Nicht nur beim Schutz von Menschenrechtsaktivisten und entwaffneten FARC-Kämpfer hapert es, wie der frühere Innenminister Juan Fernando Cristo am Rande einer Veranstaltung der Friedrich-Ebert- und der Rosa-Luxemburg-Stiftung in Berlin erläutert:
"Dieser Friedensvertrag wurde ja nicht nur für die FARC und die Regierung geschlossen, sondern auch um eine umfassende Landreform durchzuführen – da ist nichts passiert. Da haben wir eine Bringschuld. Es bleiben uns noch acht Jahre, um zu liefern. Das Friedensabkommen sieht auch vor, dass Kokabauern alternative Anbaumöglichkeiten geboten werden. Die Regierung Duque hat diesen Prozess gebremst. Zudem ist vereinbart worden, die Demokratie durch eine politische Reform zu stärken, ihr mehr Legitimität zu verleihen, auch das ist nicht erfolgt."
Noch gilt Kolumbien als vergleichsweise stabiles Land
Die schleppende Umsetzung dieser Punkte schürt Unmut im Land. Der soziale Druck ist enorm, auch durch annähernd zwei Millionen venezolanische Flüchtlinge. Kolumbien steht vor einer enormen Belastungsprobe.

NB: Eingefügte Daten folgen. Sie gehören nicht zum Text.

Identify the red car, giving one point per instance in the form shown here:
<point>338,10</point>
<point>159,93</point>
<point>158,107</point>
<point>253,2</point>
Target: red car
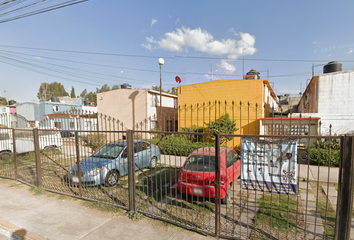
<point>197,177</point>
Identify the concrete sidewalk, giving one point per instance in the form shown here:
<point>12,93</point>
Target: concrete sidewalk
<point>24,215</point>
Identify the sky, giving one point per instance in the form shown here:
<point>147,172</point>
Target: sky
<point>113,42</point>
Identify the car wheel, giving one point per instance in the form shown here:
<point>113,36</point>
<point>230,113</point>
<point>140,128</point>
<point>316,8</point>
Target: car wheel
<point>50,149</point>
<point>153,163</point>
<point>5,155</point>
<point>112,178</point>
<point>227,198</point>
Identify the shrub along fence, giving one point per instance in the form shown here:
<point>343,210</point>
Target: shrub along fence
<point>315,210</point>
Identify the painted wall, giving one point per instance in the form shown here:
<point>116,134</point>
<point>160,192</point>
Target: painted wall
<point>29,110</point>
<point>126,105</point>
<point>244,100</point>
<point>330,97</point>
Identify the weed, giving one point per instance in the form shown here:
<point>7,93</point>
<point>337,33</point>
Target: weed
<point>37,191</point>
<point>135,215</point>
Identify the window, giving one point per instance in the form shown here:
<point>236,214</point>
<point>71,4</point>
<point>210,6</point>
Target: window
<point>281,129</point>
<point>230,159</point>
<point>153,100</point>
<point>137,147</point>
<point>145,145</point>
<point>153,125</point>
<point>58,125</point>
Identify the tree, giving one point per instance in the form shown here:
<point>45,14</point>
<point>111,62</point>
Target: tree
<point>88,97</point>
<point>157,88</point>
<point>83,94</point>
<point>115,87</point>
<point>104,88</point>
<point>91,98</point>
<point>3,101</point>
<point>72,94</point>
<point>48,90</point>
<point>222,126</point>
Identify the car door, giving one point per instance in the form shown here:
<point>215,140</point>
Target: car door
<point>146,154</point>
<point>138,155</point>
<point>233,166</point>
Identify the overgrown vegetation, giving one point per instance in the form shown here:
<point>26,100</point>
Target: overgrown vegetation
<point>96,140</point>
<point>325,152</point>
<point>222,126</point>
<point>277,212</point>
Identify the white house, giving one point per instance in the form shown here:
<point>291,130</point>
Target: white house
<point>135,106</point>
<point>330,96</point>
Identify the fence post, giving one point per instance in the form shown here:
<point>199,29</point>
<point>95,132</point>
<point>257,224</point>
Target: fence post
<point>14,151</point>
<point>345,189</point>
<point>217,185</point>
<point>38,157</point>
<point>77,148</point>
<point>131,170</point>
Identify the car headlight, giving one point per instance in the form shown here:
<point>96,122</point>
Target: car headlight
<point>95,172</point>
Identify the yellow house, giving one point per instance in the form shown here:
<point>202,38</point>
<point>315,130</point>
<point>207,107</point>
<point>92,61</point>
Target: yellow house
<point>246,101</point>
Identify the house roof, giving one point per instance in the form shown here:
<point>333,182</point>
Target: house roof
<point>163,93</point>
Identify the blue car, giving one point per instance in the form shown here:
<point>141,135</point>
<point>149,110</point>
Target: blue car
<point>110,162</point>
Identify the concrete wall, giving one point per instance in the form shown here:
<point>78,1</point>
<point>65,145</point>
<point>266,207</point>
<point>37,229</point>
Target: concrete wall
<point>330,97</point>
<point>126,105</point>
<point>244,100</point>
<point>336,93</point>
<point>28,110</point>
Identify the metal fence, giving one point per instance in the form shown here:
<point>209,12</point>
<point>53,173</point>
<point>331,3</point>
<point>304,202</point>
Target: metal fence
<point>206,192</point>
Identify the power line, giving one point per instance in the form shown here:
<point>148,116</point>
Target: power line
<point>35,12</point>
<point>174,57</point>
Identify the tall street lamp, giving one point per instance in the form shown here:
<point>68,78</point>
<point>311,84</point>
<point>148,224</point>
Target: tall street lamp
<point>161,62</point>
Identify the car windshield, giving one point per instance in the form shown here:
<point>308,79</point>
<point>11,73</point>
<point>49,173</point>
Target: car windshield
<point>200,163</point>
<point>109,151</point>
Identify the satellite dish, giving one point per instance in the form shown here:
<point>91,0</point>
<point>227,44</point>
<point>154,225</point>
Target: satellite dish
<point>178,79</point>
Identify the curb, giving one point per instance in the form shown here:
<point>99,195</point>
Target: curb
<point>11,231</point>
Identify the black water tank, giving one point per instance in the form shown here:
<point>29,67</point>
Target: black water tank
<point>12,102</point>
<point>126,86</point>
<point>333,66</point>
<point>255,73</point>
<point>54,99</point>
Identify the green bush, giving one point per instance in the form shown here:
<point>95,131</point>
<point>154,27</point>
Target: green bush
<point>96,140</point>
<point>324,151</point>
<point>180,145</point>
<point>323,156</point>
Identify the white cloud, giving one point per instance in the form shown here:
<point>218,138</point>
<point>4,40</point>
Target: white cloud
<point>233,31</point>
<point>227,67</point>
<point>153,21</point>
<point>183,39</point>
<point>147,46</point>
<point>150,40</point>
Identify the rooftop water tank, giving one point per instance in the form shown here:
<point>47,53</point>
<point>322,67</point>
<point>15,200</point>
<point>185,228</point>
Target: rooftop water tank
<point>126,86</point>
<point>333,66</point>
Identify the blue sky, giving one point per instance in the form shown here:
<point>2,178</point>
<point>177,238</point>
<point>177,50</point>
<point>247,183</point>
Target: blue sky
<point>115,42</point>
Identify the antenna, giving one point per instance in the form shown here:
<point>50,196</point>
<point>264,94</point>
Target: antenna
<point>211,71</point>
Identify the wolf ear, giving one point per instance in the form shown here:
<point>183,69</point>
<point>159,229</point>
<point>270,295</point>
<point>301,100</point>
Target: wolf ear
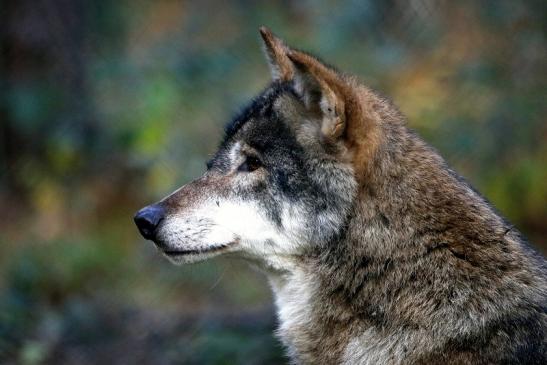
<point>276,51</point>
<point>322,91</point>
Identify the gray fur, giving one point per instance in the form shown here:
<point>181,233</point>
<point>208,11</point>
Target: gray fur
<point>389,256</point>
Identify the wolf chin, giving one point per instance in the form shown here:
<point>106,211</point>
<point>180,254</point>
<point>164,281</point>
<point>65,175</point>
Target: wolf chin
<point>376,251</point>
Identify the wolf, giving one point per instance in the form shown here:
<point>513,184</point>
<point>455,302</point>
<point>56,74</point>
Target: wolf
<point>377,252</point>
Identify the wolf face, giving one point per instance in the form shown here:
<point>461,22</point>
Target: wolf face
<point>280,183</point>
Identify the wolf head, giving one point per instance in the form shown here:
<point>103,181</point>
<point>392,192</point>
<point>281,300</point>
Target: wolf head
<point>284,178</point>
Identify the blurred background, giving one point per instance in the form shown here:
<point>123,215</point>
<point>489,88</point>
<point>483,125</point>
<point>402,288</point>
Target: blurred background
<point>107,106</point>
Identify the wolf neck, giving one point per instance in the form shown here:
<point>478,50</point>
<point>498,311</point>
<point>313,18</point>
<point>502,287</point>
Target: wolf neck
<point>410,217</point>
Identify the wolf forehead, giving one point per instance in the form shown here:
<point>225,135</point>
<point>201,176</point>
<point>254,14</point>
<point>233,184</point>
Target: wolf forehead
<point>261,126</point>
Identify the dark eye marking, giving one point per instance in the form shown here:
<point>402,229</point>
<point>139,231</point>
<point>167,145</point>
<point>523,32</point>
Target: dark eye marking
<point>250,164</point>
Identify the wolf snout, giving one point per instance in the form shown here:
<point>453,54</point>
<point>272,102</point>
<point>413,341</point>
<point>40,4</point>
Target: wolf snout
<point>148,219</point>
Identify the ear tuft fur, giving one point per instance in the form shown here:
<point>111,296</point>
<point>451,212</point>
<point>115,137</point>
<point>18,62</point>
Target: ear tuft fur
<point>276,51</point>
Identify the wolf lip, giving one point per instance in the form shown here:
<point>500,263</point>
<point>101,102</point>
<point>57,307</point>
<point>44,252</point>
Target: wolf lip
<point>197,252</point>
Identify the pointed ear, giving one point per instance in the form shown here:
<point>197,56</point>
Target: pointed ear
<point>323,92</point>
<point>276,51</point>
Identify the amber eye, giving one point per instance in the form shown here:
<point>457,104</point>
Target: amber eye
<point>251,164</point>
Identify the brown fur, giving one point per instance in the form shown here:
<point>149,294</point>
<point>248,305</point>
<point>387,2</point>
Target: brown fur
<point>426,263</point>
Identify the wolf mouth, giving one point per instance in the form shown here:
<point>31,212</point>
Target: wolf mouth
<point>198,251</point>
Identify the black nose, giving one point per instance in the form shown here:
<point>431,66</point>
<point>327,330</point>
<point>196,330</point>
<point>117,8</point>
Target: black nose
<point>147,220</point>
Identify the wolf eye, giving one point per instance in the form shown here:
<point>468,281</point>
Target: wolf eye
<point>251,164</point>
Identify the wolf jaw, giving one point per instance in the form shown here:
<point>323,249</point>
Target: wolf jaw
<point>376,251</point>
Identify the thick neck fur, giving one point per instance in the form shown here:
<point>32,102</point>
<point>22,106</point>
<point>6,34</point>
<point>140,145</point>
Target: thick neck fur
<point>423,271</point>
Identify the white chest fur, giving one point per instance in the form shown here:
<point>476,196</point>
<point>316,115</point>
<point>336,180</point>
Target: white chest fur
<point>294,294</point>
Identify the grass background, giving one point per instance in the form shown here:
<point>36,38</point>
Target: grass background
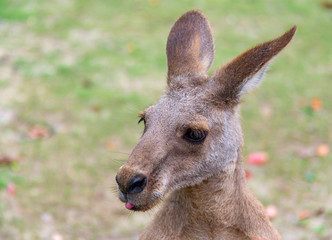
<point>84,69</point>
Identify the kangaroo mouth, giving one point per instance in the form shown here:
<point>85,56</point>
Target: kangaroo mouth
<point>137,202</point>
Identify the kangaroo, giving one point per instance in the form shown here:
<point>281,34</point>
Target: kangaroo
<point>189,155</point>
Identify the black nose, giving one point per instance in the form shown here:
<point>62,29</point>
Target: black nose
<point>137,184</point>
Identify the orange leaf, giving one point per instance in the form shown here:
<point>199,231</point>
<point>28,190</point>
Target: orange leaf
<point>248,174</point>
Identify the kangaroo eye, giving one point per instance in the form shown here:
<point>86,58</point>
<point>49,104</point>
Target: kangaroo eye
<point>141,119</point>
<point>195,136</point>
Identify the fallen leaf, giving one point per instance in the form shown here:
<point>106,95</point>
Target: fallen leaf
<point>322,150</point>
<point>271,211</point>
<point>248,174</point>
<point>257,158</point>
<point>316,104</point>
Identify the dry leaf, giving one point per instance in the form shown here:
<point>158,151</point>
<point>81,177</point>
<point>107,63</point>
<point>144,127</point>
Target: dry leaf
<point>248,174</point>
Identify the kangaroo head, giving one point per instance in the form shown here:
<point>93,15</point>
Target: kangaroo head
<point>193,132</point>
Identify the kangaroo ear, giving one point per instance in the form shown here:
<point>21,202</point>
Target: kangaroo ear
<point>245,72</point>
<point>190,48</point>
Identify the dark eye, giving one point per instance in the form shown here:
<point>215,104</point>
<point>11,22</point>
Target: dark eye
<point>141,119</point>
<point>195,136</point>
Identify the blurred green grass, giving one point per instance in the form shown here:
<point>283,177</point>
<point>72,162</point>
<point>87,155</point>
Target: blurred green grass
<point>85,69</point>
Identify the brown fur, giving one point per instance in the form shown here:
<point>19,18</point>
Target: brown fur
<point>203,184</point>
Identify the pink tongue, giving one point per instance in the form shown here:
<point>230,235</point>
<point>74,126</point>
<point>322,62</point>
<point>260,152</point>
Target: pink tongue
<point>129,205</point>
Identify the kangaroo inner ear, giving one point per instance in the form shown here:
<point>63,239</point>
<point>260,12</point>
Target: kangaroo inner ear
<point>190,48</point>
<point>245,72</point>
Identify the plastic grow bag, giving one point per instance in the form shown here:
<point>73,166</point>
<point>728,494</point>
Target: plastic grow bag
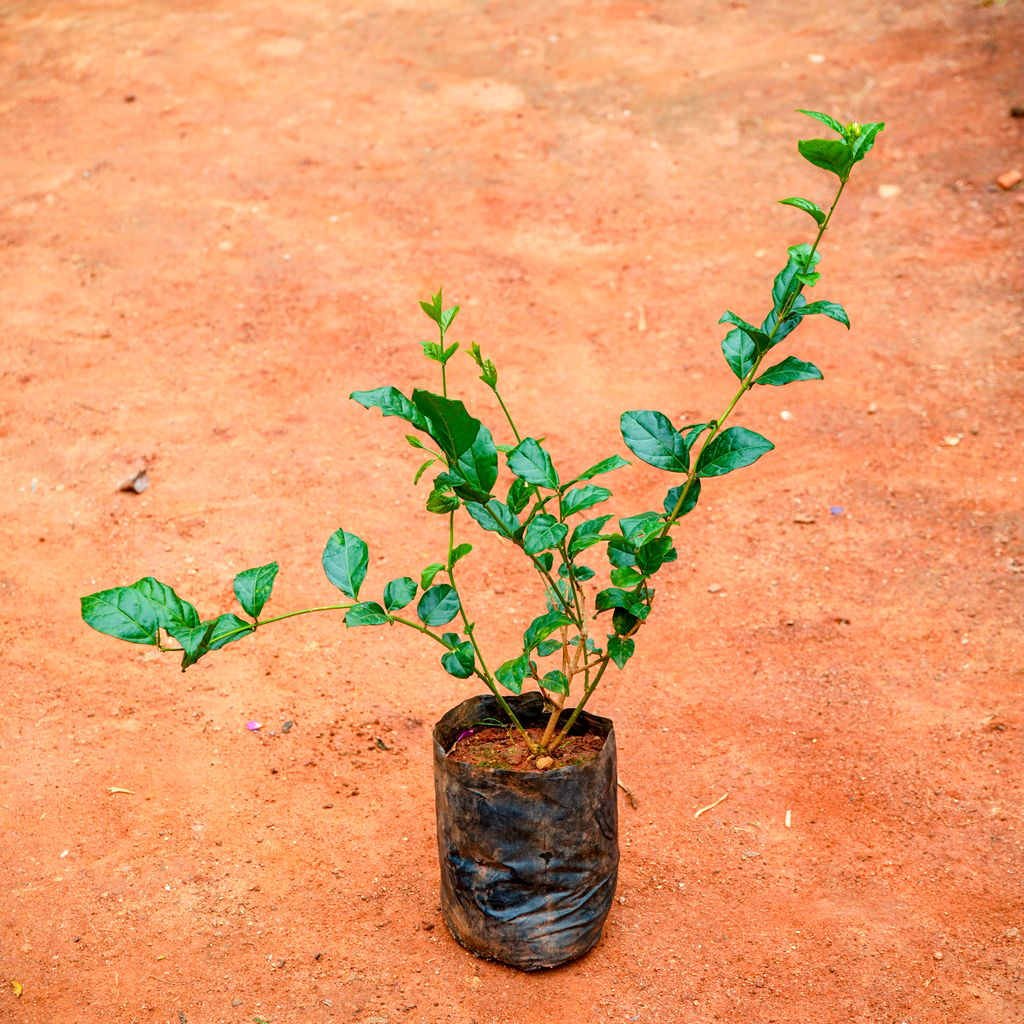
<point>528,859</point>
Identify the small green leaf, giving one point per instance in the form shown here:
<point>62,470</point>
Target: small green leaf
<point>544,532</point>
<point>759,337</point>
<point>547,647</point>
<point>438,605</point>
<point>587,535</point>
<point>398,593</point>
<point>604,466</point>
<point>122,612</point>
<point>441,502</point>
<point>345,560</point>
<point>732,449</point>
<point>556,682</point>
<point>460,662</point>
<point>791,369</point>
<point>367,613</point>
<point>825,119</point>
<point>391,402</point>
<point>651,437</point>
<point>807,206</point>
<point>427,577</point>
<point>542,627</point>
<point>253,588</point>
<point>512,673</point>
<point>739,352</point>
<point>530,463</point>
<point>580,499</point>
<point>689,504</point>
<point>621,649</point>
<point>495,517</point>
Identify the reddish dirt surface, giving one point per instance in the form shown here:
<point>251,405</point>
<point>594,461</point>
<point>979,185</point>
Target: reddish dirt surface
<point>217,219</point>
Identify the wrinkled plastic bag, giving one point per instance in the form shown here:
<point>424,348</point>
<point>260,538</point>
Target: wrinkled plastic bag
<point>528,859</point>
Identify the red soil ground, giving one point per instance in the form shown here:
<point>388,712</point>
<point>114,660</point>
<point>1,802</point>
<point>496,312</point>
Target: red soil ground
<point>217,219</point>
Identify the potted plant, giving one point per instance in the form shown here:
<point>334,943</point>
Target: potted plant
<point>524,776</point>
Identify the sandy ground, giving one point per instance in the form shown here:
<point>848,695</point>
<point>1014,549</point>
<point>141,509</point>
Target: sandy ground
<point>217,219</point>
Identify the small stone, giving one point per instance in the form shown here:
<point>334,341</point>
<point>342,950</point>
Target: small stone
<point>1010,179</point>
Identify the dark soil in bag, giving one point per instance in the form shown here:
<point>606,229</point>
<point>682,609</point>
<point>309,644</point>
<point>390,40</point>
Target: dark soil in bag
<point>528,859</point>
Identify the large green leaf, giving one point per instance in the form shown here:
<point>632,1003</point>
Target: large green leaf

Günther Maihold, Lateinamerikaexperte der Stiftung Wissenschaft und Politik:
"Wir müssen davon ausgehen, dass die Aufwendungen für den Friedensprozess und die Betreuung der Migranten und deren Integration in die Gesellschaft das Land massiv in finanzielle Bedrängnis bringen werden. Und damit bleiben die notwendigen Investitionen in die Infrastruktur, in den Wiederaufbau und in die Herstellung staatlicher Präsenz in den Gebieten, in denen bisher die FARC aktiv war, auf der Strecke und können dann natürlich Instabilität verursachen."
Noch gilt Kolumbien als vergleichsweise stabiles Land. Große Massenproteste waren eher selten an der Tagesordnung, aber:
"Die Leute empören sich zu Recht über die Ungleichheit, über die Ermordung von Aktivisten. Die Umfragen zeigen, dass die Bevölkerung mit der Regierung nicht zufrieden ist. Für den 21. November ist eine Protestkundgebung auf nationaler Ebene anberaumt, die wird groß und friedlich."
So hofft zumindest Juan Fernando Cristo, der Mann, der in der Vorgängerregierung als Innenminister für Sicherheit zuständig war und den Friedensvertrag von Havanna mit ausgehandelt hat.